Menarim Bruno C, MacLeod James N, Dahlgren Linda A
Gluck Equine Research Center, Department of Veterinary Science, College of Agriculture, Food and Environment, University of Kentucky, Lexington, KY 40546, United States.
Department of Large Animal Clinical Sciences, Virginia-Maryland College of Veterinary Medicine, Virginia Tech, Blacksburg, VA 24060, United States.
World J Stem Cells. 2021 Jul 26;13(7):825-840. doi: 10.4252/wjsc.v13.i7.825.

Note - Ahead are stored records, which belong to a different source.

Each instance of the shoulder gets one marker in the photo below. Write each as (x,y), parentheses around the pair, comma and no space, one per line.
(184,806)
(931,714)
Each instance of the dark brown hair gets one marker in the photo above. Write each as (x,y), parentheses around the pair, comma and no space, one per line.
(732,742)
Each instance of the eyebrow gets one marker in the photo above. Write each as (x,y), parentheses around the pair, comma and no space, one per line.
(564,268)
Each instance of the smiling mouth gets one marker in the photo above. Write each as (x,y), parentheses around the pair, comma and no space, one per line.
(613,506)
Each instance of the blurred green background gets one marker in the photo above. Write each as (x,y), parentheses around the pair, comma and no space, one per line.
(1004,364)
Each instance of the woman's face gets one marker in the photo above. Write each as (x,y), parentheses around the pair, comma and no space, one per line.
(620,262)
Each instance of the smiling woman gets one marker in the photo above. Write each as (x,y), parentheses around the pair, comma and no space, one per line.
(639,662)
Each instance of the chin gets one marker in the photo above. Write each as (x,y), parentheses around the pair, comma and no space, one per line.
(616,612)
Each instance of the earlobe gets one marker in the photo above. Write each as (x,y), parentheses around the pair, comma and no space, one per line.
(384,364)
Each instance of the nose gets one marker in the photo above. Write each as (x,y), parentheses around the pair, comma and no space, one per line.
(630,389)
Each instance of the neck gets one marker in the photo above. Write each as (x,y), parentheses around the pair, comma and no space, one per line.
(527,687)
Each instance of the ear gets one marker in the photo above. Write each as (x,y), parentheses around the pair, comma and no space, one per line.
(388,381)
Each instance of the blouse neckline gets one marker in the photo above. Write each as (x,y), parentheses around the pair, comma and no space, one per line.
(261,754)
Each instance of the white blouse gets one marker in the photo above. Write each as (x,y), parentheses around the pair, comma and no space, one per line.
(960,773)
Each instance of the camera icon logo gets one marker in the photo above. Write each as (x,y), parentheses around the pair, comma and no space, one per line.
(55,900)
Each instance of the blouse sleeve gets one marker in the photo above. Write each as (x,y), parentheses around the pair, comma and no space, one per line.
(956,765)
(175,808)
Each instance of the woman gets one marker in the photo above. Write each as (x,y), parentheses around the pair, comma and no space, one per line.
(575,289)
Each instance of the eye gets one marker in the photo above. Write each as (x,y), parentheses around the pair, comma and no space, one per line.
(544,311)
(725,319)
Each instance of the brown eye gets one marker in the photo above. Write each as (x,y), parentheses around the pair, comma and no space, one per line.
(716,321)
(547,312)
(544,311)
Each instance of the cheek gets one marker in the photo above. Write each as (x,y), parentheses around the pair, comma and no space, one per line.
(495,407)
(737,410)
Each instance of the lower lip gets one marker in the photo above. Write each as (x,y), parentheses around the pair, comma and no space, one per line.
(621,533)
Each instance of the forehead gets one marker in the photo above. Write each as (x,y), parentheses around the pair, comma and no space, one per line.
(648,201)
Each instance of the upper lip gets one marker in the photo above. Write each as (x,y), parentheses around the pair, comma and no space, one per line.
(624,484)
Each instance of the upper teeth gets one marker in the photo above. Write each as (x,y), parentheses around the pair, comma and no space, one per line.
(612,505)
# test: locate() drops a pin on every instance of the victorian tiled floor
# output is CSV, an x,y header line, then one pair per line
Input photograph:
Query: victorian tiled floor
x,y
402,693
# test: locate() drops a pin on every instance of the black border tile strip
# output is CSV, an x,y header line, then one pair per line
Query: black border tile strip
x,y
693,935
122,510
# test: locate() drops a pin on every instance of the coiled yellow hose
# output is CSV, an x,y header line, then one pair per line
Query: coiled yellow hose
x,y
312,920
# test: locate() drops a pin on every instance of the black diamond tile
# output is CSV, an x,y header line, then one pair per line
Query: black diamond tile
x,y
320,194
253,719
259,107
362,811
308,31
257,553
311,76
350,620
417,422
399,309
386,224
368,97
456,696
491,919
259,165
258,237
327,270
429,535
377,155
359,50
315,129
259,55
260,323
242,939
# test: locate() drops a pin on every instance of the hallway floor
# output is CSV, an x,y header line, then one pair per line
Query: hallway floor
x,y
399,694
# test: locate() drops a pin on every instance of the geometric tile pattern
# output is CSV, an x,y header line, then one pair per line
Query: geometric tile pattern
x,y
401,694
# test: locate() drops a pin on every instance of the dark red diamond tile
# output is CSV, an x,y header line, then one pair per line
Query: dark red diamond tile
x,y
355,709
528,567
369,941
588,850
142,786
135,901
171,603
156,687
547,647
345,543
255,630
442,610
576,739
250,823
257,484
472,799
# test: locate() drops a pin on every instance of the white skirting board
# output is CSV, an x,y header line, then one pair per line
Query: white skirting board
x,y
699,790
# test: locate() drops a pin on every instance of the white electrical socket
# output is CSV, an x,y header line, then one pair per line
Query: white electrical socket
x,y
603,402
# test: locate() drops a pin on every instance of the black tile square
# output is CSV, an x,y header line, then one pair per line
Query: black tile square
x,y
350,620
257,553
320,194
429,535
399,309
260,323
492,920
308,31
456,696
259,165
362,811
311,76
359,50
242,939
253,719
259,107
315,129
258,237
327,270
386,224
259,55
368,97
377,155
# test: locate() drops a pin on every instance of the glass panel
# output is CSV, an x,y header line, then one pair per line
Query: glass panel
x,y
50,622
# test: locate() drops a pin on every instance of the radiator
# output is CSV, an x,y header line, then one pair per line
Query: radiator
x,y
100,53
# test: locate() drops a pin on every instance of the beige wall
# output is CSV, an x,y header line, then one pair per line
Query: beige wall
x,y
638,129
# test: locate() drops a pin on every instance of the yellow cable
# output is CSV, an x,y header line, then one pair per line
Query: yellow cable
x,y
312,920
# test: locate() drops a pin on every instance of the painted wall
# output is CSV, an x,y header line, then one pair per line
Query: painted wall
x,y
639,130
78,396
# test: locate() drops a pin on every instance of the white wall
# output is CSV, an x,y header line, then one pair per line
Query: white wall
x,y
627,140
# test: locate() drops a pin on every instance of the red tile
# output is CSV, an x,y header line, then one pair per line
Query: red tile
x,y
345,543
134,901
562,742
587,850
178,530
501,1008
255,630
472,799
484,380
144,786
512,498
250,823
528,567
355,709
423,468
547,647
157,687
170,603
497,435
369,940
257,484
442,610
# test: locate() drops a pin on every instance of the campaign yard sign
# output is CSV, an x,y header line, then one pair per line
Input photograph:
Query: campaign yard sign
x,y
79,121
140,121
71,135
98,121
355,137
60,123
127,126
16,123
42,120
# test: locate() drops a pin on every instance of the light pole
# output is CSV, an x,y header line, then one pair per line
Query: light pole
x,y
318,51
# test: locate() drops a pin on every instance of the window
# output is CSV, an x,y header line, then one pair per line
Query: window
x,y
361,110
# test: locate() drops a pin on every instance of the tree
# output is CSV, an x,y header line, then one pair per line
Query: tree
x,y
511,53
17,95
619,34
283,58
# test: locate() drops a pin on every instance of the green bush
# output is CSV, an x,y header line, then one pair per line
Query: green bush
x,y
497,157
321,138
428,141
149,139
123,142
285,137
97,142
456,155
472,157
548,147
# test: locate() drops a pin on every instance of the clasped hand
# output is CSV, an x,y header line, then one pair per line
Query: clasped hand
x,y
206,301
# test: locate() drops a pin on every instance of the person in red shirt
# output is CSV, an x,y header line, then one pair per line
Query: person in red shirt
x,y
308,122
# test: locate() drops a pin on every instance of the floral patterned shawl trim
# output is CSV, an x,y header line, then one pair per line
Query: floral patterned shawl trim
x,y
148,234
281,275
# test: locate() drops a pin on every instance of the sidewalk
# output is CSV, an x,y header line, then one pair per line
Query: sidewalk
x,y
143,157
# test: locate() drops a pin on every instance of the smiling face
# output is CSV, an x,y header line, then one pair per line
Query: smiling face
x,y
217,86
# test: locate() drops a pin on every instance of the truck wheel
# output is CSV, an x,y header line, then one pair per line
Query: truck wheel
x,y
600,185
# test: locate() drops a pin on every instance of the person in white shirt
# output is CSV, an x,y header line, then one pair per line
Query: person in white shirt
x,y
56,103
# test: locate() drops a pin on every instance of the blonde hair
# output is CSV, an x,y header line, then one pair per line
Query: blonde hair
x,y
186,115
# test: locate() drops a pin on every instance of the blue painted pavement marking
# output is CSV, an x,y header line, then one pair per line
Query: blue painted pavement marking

Osteoarthritis (OA) is the most prevalent joint disease causing major disability and medical expenditures. Synovitis is a central feature of OA and is primarily driven by macrophages. Synovial macrophages not only drive inflammation but also its resolution, through a coordinated, simultaneous expression of pro- and anti-inflammatory mechanisms that are essential to counteract damage and recover homeostasis. Current OA therapies are largely based on anti-inflammatory principles and therefore block pro-inflammatory mechanisms such as prostaglandin E and Nuclear factor-kappa B signaling pathways. However, such mechanisms are also innately required for mounting a pro-resolving response, and their blockage often results in chronic low-grade inflammation. Following minor injury, macrophages shield the damaged area and drive tissue repair. If the damage is more extensive, macrophages incite inflammation recruiting more macrophages from the bone marrow to maximize tissue repair and ultimately resolve inflammation. However, sustained damage and inflammation often overwhelms pro-resolving mechanisms of synovial macrophages leading to the chronic inflammation and related tissue degeneration observed in OA. Recently, experimental and clinical studies have shown that joint injection with autologous bone marrow mononuclear cells replenishes inflamed joints with macrophage and hematopoietic progenitors, enhancing mechanisms of inflammation resolution, providing remarkable and long-lasting effects. Besides creating an ideal environment for resolution with high concentrations of interleukin-10 and anabolic growth factors, macrophage progenitors also have a direct role in tissue repair. Macrophages constitute a large part of the early granulation tissue, and further transdifferentiate from myeloid into a mesenchymal phenotype. These cells, characterized as fibrocytes, are essential for repairing osteochondral defects. Ongoing "omics" studies focused on identifying key drivers of macrophage-mediated resolution of joint inflammation and those required for efficient osteochondral repair, have the potential to uncover ways for developing engineered macrophages or off-the-shelf pro-resolving therapies that can benefit patients suffering from many types of arthropaties, not only OA.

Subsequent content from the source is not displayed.